La biographie de Nicolas de Staël a d’emblée créé un mythe autour de son art. De son exil après la Révolution russe jusqu’à son suicide à l’âge de 41 ans, sa vie n’a cessé d’influer sur la compréhension de son œuvre. Sans négliger cette dimension mythique, la rétrospective du Musée d’Art Moderne entend rester au plus près de ses recherches graphiques et picturales, afin de montrer avant tout un peintre au travail, face au paysage ou dans le silence de l’atelier. Enfant exilé devenu voyageur infatigable, Staël est fasciné par les spectacles du monde et leurs différentes lumières, qu’il se confronte à la mer, à un match de football, ou à un fruit sur une table. Variant sans cesse les outils, les techniques et les formats (du tableautin à la composition monumentale), il aime « mettre en chantier » plusieurs toiles en parallèle, les travaillant par superpositions et altérations successives. Le dessin joue, dans cette exploration, un rôle prépondérant dont une riche sélection d’œuvres sur papier souligne le caractère expérimental.

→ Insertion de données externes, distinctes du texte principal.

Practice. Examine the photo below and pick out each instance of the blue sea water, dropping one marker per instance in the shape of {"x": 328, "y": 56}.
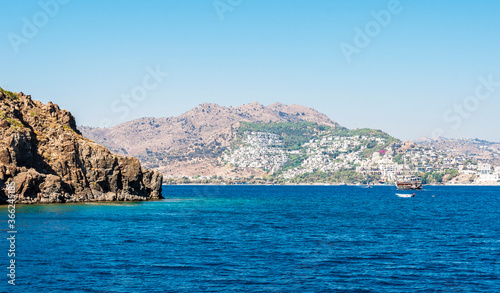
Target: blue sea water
{"x": 262, "y": 239}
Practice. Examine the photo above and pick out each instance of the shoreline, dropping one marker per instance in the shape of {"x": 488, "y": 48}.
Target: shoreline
{"x": 324, "y": 184}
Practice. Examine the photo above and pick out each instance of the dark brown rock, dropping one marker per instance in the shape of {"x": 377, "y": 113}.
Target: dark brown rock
{"x": 49, "y": 161}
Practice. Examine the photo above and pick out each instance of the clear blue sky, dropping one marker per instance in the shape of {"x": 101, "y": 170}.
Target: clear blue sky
{"x": 86, "y": 54}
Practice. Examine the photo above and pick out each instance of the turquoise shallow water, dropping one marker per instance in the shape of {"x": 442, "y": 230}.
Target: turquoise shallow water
{"x": 263, "y": 239}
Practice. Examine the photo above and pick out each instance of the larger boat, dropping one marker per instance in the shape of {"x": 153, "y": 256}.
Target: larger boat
{"x": 409, "y": 183}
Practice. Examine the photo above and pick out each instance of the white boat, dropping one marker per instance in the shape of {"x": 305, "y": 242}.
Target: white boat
{"x": 405, "y": 194}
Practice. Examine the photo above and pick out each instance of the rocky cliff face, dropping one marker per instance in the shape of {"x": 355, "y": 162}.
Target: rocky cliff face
{"x": 42, "y": 151}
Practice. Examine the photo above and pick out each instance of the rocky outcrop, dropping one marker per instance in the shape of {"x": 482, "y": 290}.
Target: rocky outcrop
{"x": 195, "y": 140}
{"x": 49, "y": 161}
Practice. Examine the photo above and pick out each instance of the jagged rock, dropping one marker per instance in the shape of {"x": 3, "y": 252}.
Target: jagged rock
{"x": 49, "y": 161}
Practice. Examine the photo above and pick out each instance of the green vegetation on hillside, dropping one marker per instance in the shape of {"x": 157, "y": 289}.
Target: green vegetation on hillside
{"x": 9, "y": 94}
{"x": 293, "y": 134}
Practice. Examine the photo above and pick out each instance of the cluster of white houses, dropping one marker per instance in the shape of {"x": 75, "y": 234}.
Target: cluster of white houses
{"x": 335, "y": 153}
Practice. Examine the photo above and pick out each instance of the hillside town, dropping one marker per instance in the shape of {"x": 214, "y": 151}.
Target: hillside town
{"x": 369, "y": 156}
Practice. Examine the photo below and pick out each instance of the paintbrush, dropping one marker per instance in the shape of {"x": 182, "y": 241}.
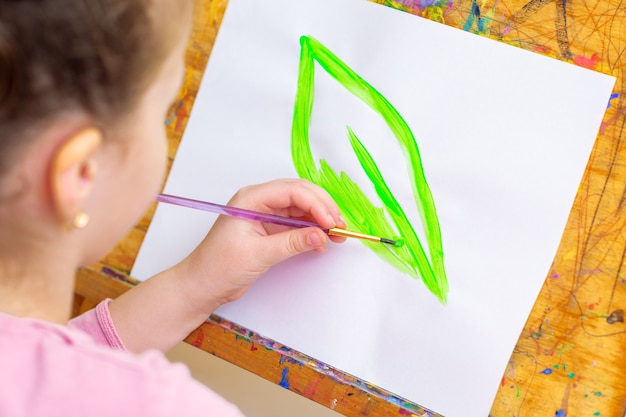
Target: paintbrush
{"x": 265, "y": 217}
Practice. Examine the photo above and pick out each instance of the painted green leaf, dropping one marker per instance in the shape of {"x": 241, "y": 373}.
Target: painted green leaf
{"x": 359, "y": 212}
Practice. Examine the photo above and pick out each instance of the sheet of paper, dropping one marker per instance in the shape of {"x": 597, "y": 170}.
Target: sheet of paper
{"x": 504, "y": 136}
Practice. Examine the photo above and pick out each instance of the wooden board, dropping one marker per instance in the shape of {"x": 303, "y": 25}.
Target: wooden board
{"x": 569, "y": 359}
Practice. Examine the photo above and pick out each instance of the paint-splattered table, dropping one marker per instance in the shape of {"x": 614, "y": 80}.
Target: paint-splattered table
{"x": 570, "y": 357}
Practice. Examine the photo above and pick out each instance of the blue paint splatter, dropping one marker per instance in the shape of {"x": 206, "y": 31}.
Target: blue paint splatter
{"x": 284, "y": 381}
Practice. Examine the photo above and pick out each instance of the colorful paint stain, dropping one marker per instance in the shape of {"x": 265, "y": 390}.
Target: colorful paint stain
{"x": 616, "y": 316}
{"x": 614, "y": 96}
{"x": 358, "y": 211}
{"x": 478, "y": 23}
{"x": 284, "y": 380}
{"x": 585, "y": 62}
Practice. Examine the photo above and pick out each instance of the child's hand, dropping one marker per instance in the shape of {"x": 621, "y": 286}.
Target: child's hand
{"x": 236, "y": 252}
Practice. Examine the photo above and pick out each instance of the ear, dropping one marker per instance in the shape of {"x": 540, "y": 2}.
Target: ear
{"x": 73, "y": 173}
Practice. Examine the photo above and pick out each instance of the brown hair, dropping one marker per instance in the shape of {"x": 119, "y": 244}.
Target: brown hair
{"x": 91, "y": 56}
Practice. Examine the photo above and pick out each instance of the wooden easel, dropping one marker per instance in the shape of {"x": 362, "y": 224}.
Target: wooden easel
{"x": 569, "y": 359}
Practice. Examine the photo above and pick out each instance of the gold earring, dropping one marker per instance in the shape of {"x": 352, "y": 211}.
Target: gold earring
{"x": 80, "y": 220}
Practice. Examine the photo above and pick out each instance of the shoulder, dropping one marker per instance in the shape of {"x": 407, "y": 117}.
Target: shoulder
{"x": 50, "y": 370}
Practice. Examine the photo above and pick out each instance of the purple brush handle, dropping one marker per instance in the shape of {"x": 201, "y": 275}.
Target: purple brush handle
{"x": 236, "y": 212}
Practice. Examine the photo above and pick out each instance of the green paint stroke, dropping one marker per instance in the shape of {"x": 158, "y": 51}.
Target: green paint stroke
{"x": 359, "y": 212}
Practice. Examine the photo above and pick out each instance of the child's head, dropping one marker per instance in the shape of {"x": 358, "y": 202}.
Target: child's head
{"x": 84, "y": 87}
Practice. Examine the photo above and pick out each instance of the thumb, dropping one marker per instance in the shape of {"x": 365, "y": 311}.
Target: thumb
{"x": 282, "y": 246}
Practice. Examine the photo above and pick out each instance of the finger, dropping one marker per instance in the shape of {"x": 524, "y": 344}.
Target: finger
{"x": 291, "y": 197}
{"x": 291, "y": 243}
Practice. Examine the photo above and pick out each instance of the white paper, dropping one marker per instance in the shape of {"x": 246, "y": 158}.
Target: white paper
{"x": 504, "y": 135}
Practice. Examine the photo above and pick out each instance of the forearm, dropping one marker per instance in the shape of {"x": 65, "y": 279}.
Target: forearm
{"x": 160, "y": 312}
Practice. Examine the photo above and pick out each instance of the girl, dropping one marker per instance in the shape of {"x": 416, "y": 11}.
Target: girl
{"x": 84, "y": 88}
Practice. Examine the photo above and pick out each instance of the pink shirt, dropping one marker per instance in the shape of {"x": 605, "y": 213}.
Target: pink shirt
{"x": 84, "y": 370}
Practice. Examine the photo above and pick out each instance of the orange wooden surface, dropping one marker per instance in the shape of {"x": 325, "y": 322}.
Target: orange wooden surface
{"x": 570, "y": 358}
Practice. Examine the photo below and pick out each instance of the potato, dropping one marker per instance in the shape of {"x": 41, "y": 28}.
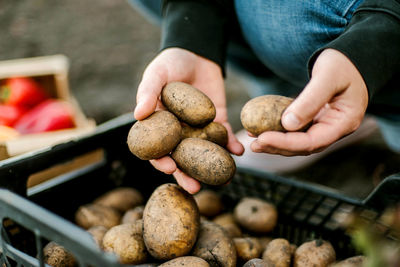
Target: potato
{"x": 247, "y": 248}
{"x": 256, "y": 215}
{"x": 133, "y": 215}
{"x": 258, "y": 263}
{"x": 98, "y": 233}
{"x": 278, "y": 251}
{"x": 264, "y": 113}
{"x": 264, "y": 241}
{"x": 90, "y": 215}
{"x": 205, "y": 161}
{"x": 232, "y": 230}
{"x": 155, "y": 136}
{"x": 215, "y": 246}
{"x": 126, "y": 242}
{"x": 356, "y": 261}
{"x": 209, "y": 203}
{"x": 314, "y": 253}
{"x": 214, "y": 132}
{"x": 227, "y": 221}
{"x": 171, "y": 222}
{"x": 57, "y": 256}
{"x": 189, "y": 104}
{"x": 121, "y": 198}
{"x": 224, "y": 219}
{"x": 189, "y": 261}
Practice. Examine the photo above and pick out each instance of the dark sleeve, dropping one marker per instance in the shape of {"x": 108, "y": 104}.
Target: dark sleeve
{"x": 372, "y": 42}
{"x": 198, "y": 26}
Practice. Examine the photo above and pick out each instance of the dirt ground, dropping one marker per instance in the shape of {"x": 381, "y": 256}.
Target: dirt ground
{"x": 109, "y": 44}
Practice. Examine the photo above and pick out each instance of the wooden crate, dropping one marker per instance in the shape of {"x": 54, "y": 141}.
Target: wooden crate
{"x": 52, "y": 73}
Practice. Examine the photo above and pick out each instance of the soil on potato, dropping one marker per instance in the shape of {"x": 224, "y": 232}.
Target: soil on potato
{"x": 109, "y": 44}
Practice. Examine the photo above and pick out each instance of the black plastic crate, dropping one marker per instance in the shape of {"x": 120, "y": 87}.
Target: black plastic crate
{"x": 46, "y": 211}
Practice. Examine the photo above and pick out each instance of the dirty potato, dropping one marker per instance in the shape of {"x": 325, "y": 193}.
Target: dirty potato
{"x": 98, "y": 233}
{"x": 126, "y": 242}
{"x": 278, "y": 251}
{"x": 264, "y": 113}
{"x": 258, "y": 263}
{"x": 133, "y": 215}
{"x": 356, "y": 261}
{"x": 171, "y": 222}
{"x": 247, "y": 248}
{"x": 209, "y": 203}
{"x": 90, "y": 215}
{"x": 205, "y": 161}
{"x": 214, "y": 132}
{"x": 121, "y": 198}
{"x": 256, "y": 215}
{"x": 155, "y": 136}
{"x": 314, "y": 253}
{"x": 189, "y": 104}
{"x": 227, "y": 221}
{"x": 215, "y": 246}
{"x": 189, "y": 261}
{"x": 57, "y": 256}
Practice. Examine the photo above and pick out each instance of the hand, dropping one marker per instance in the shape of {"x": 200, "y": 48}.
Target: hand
{"x": 176, "y": 64}
{"x": 335, "y": 100}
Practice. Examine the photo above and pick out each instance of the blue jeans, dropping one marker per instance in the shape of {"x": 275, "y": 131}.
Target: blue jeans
{"x": 278, "y": 38}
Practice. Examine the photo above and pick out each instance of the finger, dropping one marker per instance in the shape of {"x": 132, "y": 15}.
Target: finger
{"x": 316, "y": 139}
{"x": 165, "y": 164}
{"x": 234, "y": 146}
{"x": 149, "y": 91}
{"x": 306, "y": 106}
{"x": 186, "y": 182}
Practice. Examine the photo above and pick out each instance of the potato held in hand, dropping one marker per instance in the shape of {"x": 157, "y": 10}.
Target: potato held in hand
{"x": 189, "y": 104}
{"x": 214, "y": 132}
{"x": 264, "y": 113}
{"x": 205, "y": 161}
{"x": 171, "y": 222}
{"x": 154, "y": 136}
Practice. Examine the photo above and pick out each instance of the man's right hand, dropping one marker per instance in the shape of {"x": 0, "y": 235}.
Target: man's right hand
{"x": 177, "y": 64}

Le Musée d’Art Moderne de Paris consacre une grande rétrospective à Nicolas de Staël (1914-1955), figure incontournable de la scène artistique française d’après-guerre. Vingt ans après celle organisée par le Centre Pompidou en 2003, l’exposition propose un nouveau regard sur le travail de l’artiste, en tirant parti d’expositions thématiques plus récentes ayant mis en lumière certains aspects méconnus de sa carrière (Antibes en 2014, Le Havre en 2014, Aix-en-Provence en 2018).
(Extrait du texte de présentation du Musée d’Art Moderne de Paris)

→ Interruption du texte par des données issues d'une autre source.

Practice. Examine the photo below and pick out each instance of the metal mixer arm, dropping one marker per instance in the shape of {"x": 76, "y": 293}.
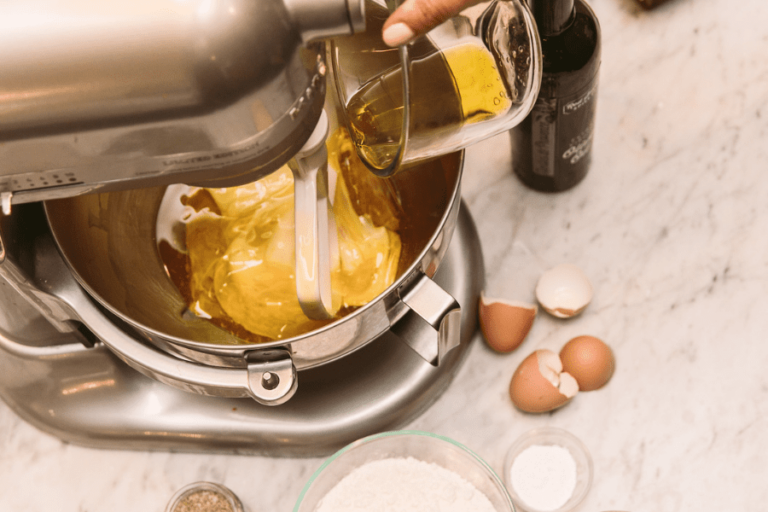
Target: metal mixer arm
{"x": 101, "y": 96}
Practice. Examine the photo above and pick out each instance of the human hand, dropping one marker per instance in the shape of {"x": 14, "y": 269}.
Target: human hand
{"x": 416, "y": 17}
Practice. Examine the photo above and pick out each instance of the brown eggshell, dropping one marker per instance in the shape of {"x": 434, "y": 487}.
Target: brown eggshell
{"x": 539, "y": 385}
{"x": 505, "y": 324}
{"x": 589, "y": 360}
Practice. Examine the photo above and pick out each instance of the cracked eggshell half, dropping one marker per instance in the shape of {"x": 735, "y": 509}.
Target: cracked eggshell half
{"x": 564, "y": 291}
{"x": 505, "y": 324}
{"x": 540, "y": 385}
{"x": 589, "y": 360}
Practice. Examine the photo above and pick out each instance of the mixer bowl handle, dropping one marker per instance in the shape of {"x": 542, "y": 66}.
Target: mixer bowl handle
{"x": 255, "y": 381}
{"x": 432, "y": 326}
{"x": 270, "y": 377}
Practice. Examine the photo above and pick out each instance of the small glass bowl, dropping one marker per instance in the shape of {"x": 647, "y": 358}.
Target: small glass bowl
{"x": 190, "y": 489}
{"x": 549, "y": 436}
{"x": 422, "y": 446}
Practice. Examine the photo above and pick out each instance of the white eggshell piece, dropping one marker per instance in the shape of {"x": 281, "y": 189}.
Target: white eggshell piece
{"x": 564, "y": 291}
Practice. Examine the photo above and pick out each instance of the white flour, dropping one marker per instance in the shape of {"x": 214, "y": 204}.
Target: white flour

Nicolas de Staël Agrigente © Claudine Colin

Mi-octobre. Un interminable été indien s’est installé dans Paris. Étrange atmosphère de fin de journée. Lumière tombante. Ciel rosi sur la tour Eiffel. Je m’arrête souvent. Je regarde beaucoup. Je m’apaise. Je viens de déambuler pendant deux heures dans les rues pour me vider la tête après plusieurs jours de formation au CNAM. Dans ma tête allégée par la marche, s’est incrustée une idée fixe, visiter l’expo consacrée à Nicolas de Staël au Musée d’Art moderne de Paris, et deux finalités. Première finalité : écrire un article pour l’Insatiable. Seconde finalité : me repaître des œuvres du peintre qui m’ont mystérieusement bousculée il y a 20 ans à Beaubourg. Dès l’entrée, j’ai le titre de mon article : Nicolas de Staël émois. Ferais-je tout à l’envers ? Non, je viens pour m’émouvoir.

Je vérifie les définitions du mot émoi dans le dictionnaire du CNRTL :

XIIe siècle, esmai. Déverbal d’esmayer, « troubler, effrayer », « se troubler », du latin populaire *exmagare, « faire perdre son pouvoir, sa force ». Le sens 3 est dû à un rapprochement avec émouvoir.
☆1. Vive inquiétude provoquée par la crainte. L’arrivée de l’ennemi provoqua un émoi qui se transforma en panique. Mettre la population en émoi. L’approche de l’orage a mis les troupeaux en émoi.
☆2. Agitation consécutive à une émotion soudaine. La nouvelle a mis la maison en émoi.
☆3. Trouble intérieur, léger et agréable, provoqué par une émotion. Les émois du cœur. Un doux émoi. Ne manifester aucun émoi, rester impassible.

Ce mot correspond à mon état intérieur. Doux mélange de 1, 2 et 3.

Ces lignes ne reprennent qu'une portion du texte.